Compiled by Anna Martinez
Adriana Velasco is using her Mexican background to bring an intersectional lens to Mattel, ensuring that every little girl will one day see themselves in Barbie. Velasco uses her experience to push forward; being a first-generation graduate from Mexico has not slowed her down and will not. She uses her Latinidad as empowerment and allows it to guide her work and the innovations she hopes to bring to Mattel.
Velasco had a similar upbringing to other Mexican kids. She was born in Aguascalientes, and her dad would travel back and forth from the United States to Mexico to provide for their family. However, when Velasco turned nine years old, her parents decided to move to the United States so that Velasco and her siblings could have better opportunities.
Like many Mexican children whose parents were trying to give them bigger opportunities, Velasco faced a lot of stress. “Nine-year-old Adriana knew that she had a big task ahead of her because her family had decided to make the sacrifice, leaving, you know, their entire family behind. And she knew that she wanted to do something big, she didn’t know what. But I think she would be pretty proud today,” Velasco said.
She became the first in her family to graduate college, and she attended UC Riverside. There, she obtained a Bachelor of Arts in Psychology and a Bachelor of Science in business. Velasco worked in many jobs including at a medical clinic and as a consultant before obtaining her job as director of U.S. Marketing at Mattel.
Velasco’s first job after graduating college was at the medical clinic, where she worked with kids who had autism. In 2009, the company closed due to the recession and Velasco decided to go back to school.
Velasco also worked in the entertainment industry, and even launched a Spanish language movie network with Sony Pictures before moving to Mattel, where she works to ensure future generations of kids grow up with Barbie like she did. Velasco believes in working with Mattle because she wants to help inspire the limitless potential in every girl. “I want to help make a positive impact in girls’ lives. I want to inspire them to dream big and partner with nonprofits such as Latinitas to make a tangible impact,” Velasco said.
Being Mexican played an important role in Velasco’s mission at the company. It was important for her to see herself represented in the brand and understand what this means for all young girls. “It’s so incredibly rewarding to see children find a doll that resonates with them or maybe even looks like someone in their life, right? So our goal is for everyone to be able to find a doll in our portfolio that speaks to them,” said Velasco.
Velasco is now in a position that she enjoys and where she is contributing to important work. However, this opportunity did not come easily. Though the job market was intimidating, Velasco found a lot of support along the way.
“I have had great bosses that also were mentors and friends that taught me how to navigate the waters and how to stand my ground and how to present with confidence and how to come across as an empowered Latina,” said Velasco.
It is also hard to maintain motivation in the business world. Velasco found this to be especially true when she had to start at lower-tier jobs, such as consultant. At this job, Velasco was sent to run errands including picking up food. However, the task wasn’t the issue- it was the consideration or lack thereof that she received.
“I was upset because I had worked so hard and I had taken out what felt like a massive loan to pay for my MBA. And at that moment, I felt like I was going nowhere. That was a moment of weakness, but I took that job and I made something bigger of it,” said Velasco.
Velasco stressed that the hard moments are just as important as the easier ones. The challenging moments in her career are what propelled her forward and what pushed her to keep working. Today she is an amazing leader to her team because of these experiences. Her upbringing also helped her become a better leader. Because she comes from a different background than most, Velasco tries to pay attention to this.

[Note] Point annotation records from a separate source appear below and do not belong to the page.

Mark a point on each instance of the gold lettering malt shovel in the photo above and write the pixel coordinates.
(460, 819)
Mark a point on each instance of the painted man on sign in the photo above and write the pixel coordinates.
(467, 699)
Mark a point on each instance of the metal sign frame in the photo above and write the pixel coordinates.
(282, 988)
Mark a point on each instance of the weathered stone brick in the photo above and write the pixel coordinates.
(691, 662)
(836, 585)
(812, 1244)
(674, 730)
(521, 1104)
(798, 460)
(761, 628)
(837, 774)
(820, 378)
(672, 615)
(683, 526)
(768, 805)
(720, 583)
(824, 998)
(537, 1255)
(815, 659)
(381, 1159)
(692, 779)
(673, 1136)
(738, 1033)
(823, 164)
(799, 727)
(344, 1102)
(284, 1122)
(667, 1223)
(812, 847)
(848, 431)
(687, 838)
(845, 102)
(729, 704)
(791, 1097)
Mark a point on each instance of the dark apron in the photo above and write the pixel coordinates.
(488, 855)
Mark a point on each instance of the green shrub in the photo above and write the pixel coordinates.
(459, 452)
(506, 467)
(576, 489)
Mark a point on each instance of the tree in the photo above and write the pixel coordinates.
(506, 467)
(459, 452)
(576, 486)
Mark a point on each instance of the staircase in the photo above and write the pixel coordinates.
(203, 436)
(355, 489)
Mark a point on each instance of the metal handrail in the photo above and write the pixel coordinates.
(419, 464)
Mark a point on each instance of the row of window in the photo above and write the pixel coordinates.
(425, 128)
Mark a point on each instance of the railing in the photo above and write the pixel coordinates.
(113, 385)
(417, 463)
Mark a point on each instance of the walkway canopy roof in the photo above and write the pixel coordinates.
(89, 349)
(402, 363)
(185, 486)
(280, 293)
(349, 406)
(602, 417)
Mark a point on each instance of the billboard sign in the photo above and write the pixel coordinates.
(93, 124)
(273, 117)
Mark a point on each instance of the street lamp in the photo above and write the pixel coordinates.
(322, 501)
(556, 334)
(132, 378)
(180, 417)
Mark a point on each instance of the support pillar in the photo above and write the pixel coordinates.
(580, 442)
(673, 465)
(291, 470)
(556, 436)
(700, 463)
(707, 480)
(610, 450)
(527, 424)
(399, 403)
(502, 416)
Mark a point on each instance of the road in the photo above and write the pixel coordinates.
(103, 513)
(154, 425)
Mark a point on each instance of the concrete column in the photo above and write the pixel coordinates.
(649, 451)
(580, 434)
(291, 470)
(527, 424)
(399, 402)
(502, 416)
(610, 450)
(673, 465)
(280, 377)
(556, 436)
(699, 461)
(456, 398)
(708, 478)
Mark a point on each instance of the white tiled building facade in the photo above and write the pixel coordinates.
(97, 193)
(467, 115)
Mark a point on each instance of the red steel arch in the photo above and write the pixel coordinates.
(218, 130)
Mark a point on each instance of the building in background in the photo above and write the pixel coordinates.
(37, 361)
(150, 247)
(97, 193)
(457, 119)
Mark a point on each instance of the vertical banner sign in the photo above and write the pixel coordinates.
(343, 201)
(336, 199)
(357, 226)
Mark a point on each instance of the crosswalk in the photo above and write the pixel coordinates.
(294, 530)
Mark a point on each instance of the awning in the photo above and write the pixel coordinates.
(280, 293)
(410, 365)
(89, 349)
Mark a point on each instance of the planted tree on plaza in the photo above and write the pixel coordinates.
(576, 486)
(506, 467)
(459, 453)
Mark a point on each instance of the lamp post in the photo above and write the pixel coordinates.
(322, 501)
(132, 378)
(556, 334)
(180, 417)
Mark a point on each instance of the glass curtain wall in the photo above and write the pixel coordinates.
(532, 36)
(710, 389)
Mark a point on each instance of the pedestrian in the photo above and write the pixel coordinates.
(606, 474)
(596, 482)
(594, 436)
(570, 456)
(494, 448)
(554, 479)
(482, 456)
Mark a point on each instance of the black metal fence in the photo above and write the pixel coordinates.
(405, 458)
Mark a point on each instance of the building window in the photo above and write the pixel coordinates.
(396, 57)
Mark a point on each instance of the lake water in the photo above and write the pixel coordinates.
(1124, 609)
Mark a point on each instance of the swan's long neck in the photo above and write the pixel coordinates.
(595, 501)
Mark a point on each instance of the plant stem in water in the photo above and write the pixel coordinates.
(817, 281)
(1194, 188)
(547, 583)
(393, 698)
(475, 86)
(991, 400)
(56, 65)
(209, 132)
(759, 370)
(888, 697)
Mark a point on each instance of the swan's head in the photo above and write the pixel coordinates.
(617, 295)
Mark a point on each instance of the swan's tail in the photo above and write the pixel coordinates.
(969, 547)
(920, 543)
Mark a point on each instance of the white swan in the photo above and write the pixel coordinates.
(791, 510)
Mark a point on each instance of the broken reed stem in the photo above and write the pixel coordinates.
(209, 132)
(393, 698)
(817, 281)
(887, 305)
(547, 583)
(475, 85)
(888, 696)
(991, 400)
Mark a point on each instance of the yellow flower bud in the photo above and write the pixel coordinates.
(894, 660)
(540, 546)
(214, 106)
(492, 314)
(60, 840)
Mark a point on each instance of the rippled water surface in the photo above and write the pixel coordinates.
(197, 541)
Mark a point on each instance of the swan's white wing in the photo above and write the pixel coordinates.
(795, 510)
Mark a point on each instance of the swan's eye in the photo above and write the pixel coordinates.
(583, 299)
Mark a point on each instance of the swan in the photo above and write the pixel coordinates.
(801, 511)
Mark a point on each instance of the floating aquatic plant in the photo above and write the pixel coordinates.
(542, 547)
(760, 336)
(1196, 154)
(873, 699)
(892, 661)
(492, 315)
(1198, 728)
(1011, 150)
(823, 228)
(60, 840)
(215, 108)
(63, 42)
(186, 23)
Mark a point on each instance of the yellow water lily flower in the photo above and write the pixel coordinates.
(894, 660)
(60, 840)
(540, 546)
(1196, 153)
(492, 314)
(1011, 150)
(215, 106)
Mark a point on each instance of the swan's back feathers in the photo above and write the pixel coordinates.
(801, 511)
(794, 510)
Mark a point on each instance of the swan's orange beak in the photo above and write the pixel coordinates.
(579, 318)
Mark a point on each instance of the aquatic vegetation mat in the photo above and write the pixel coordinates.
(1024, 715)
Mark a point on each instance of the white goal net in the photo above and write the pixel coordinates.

“We all have different backgrounds and different stressors and circumstances. So I try my best to understand where people are coming from and always assume positive intent,” says Velasco.
Velasco also sets the example for her team. She understands the importance of having an example to follow. Thus, she always puts her best work forward to inspire her team.
Velasco is not done working hard. She has many other dreams that she hopes to bring to fruition.
“And with that come fears and doubt and hesitation,” she said. But each day she still tries her best.